Step 1: Install Docker (if not already done)

Ensure that docker on the system path, see Docker for more information.

Step 2: Download the GTDB-Tk reference data

Download an unarchive the GTDB-Tk reference data to a directory of your choice, e.g: /host/release_data/

Step 3: Create a local I/O directory for GTDB-Tk

You will need to create a directory on the host machine that the container can access.
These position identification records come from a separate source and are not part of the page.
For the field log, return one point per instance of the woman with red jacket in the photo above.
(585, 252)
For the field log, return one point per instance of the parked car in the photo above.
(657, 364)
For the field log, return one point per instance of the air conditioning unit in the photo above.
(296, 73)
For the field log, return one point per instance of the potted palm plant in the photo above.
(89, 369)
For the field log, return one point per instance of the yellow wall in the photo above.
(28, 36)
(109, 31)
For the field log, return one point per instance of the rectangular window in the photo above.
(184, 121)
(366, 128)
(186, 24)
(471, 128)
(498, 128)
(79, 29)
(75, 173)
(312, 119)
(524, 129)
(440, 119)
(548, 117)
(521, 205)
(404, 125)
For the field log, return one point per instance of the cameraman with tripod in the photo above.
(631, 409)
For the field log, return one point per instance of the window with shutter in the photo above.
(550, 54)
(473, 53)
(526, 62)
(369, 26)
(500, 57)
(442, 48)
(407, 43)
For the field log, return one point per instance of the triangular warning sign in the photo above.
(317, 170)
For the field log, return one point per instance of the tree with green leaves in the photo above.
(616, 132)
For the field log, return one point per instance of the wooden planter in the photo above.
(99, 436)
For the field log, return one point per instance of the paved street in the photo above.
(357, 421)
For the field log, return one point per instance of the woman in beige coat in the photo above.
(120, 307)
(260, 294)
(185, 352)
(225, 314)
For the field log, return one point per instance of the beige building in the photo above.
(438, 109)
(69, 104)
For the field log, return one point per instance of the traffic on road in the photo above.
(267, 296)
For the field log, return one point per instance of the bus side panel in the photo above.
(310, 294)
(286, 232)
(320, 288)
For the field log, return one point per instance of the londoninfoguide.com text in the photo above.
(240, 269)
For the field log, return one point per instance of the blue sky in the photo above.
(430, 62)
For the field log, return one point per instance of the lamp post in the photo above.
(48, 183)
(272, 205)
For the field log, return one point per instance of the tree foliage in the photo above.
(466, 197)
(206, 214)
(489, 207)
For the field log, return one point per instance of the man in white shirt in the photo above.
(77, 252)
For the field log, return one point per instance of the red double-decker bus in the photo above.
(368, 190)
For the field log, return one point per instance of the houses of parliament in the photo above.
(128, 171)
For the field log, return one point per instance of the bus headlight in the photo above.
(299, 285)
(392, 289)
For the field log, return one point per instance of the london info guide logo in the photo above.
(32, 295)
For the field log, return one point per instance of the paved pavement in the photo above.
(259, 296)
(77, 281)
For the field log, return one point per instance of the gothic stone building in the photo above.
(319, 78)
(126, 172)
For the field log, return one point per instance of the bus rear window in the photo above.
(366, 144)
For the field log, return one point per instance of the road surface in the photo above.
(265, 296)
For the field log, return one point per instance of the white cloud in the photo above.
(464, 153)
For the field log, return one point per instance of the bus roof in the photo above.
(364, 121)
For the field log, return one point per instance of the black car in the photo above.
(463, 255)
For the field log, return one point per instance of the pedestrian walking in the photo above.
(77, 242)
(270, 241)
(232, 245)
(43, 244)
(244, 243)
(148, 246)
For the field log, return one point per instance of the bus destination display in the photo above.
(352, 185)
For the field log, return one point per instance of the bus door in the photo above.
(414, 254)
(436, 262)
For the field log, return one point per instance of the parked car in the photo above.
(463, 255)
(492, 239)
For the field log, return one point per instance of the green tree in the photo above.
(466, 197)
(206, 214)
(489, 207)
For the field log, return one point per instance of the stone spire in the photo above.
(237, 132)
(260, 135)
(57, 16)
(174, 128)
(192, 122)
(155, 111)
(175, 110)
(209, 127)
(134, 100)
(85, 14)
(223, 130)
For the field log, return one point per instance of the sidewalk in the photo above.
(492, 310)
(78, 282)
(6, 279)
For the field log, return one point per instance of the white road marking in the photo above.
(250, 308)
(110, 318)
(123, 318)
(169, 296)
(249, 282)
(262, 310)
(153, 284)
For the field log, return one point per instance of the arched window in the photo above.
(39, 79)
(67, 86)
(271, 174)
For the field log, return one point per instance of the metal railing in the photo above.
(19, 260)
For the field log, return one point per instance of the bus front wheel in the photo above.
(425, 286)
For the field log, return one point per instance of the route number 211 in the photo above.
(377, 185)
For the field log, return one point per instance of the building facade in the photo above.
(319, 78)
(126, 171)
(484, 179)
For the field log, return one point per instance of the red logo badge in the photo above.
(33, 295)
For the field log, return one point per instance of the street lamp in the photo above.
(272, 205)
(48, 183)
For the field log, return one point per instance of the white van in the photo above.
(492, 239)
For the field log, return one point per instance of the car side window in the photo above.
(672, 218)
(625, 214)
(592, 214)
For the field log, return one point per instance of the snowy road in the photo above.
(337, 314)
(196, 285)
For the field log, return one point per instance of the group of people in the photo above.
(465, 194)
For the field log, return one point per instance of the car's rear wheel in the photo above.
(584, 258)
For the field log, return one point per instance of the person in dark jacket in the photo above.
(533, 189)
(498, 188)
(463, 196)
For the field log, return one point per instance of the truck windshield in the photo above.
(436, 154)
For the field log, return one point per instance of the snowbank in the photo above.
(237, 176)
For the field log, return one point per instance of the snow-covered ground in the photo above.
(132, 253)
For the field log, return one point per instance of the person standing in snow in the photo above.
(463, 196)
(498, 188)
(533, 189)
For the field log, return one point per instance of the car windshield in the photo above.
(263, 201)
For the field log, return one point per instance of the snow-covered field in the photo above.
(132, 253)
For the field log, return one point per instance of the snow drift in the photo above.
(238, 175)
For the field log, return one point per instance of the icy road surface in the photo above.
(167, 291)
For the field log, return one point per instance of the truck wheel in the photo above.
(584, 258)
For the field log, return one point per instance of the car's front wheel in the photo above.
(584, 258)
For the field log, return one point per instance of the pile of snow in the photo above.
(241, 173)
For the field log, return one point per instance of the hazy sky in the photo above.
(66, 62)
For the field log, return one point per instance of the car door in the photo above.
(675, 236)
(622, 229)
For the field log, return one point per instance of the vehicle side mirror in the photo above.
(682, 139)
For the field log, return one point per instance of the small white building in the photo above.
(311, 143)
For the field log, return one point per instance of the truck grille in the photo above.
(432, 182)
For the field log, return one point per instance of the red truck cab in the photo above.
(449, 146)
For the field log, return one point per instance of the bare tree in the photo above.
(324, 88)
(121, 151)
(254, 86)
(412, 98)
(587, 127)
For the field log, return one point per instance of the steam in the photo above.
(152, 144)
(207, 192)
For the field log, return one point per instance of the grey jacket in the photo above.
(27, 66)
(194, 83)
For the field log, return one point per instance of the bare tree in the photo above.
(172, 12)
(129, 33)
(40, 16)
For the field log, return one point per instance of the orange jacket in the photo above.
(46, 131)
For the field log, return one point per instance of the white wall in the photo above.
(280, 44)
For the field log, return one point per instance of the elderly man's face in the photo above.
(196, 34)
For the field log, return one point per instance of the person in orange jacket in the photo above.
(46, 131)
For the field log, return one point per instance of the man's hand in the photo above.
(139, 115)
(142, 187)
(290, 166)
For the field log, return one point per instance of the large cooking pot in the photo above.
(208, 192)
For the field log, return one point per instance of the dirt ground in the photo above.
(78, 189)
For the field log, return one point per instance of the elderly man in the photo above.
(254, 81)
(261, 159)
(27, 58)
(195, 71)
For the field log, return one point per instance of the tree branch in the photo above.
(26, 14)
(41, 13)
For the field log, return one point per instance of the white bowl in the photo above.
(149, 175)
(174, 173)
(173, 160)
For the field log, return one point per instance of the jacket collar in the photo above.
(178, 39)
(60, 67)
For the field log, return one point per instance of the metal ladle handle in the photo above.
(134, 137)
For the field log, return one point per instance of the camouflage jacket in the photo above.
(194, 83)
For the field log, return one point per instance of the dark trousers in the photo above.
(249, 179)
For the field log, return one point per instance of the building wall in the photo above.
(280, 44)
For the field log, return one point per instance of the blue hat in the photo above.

The container will use this to read input genomes, and write output files, e.g.: /host/gtdbtk_io/

You should either copy or symlink your genomes to this directory, e.g. you may have the following contents:


Step 4: Run the container

The two host directories created in Step 2, and Step 3 will be mapped to the container via the -v flag:

  • /host/release_data:/refdata

  • /host/gtdbtk_io:/data

For example, the classify workflow for genome_a, and genome_b an be run as follows:

docker run -v /host/gtdbtk_io:/data -v /host/release_data:/refdata ecogenomic/gtdbtk classify_wf --genome_dir /data/genomes --out_dir /data/output


  • When referring to /host/gtdbtk_io in the GTDB-Tk arguments, it has been aliased to /data as specified by the -v flag.

  • The alias /data and /refdata cannot be changed.